June yen closed at 0.007191 on Tuesday while June marks finished the day at 0.5602.
Mills said, however, that “the chances of them (Reagan and Nakasone) coming up with something new are limited.” One possibility might be a Japanese discount rate cut, but “they probably won’t do that unless we raise our discount rate.”
Recent firmness in the federal funds rate and the Federal Reserve’s slowness in adding reserves to the banking system has heightened sentiment that the money-policy making body has already tightened credit and a discount rate hike is possible, analysts said.
Recent weakness in currencies and strength in the dollar has been more the result of nervous shortcovering ahead of the meeting rather than reaction to the White House statement Monday supporting a stable dollar, said Harris bank currency analyst Earl Johnson.
Traders “are worried about the outcome of the talks between Reagan and Nakasone,” and as the talks are late in the week, the market may not get a chance to react to any developments until Monday, Johnson said.
Until then, Johnson expects the dollar to remain in a broad range between 1.77 and 1.85 marks and 137 to 140.50 yen.
Chicago Corp analyst John Bilson, however, expects a rally in the European currencies over the near-term, while the yen, at this point is overbought.
“The Japanese are moving away from the U.S. market,” and investment funds formerly directed to the U.S. are likely to flow into Europe, Bilson said.
The chief beneficiary of such a flow of funds will be sterling, Bilson said.

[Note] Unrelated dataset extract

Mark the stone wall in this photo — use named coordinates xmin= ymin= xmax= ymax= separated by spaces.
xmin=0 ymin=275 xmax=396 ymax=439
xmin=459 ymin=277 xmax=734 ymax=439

“Sterling rates are about four pct above Japanese rates, despite the half point rate cut,” Bilson said. Major U.K. banks lowered their base lending rates today to 9.5 pct.
In addition to a favorable interest rate spread which should attract funds, Bilson said the firm oil market and the strong political situation of Prime Minister Thatcher also make British investments attractive.
Passage of the trade bill, which includes an amendment by Missouri Democrat Richard Gephardt that would force a 10 pct annual cut in imports from countries with an excessive trade surplus with the U.S. if they fail to remove unfair trade barriers to the U.S. after six months of negatiations, would likely pressure the yen, Bilson said.
Bilson, however, said the legislation is unlikely to pass, but that Nakasone is likely to bring a promise to open Japanese markets to U.S. goods and back it up with government contracts with U.S. manufacturers.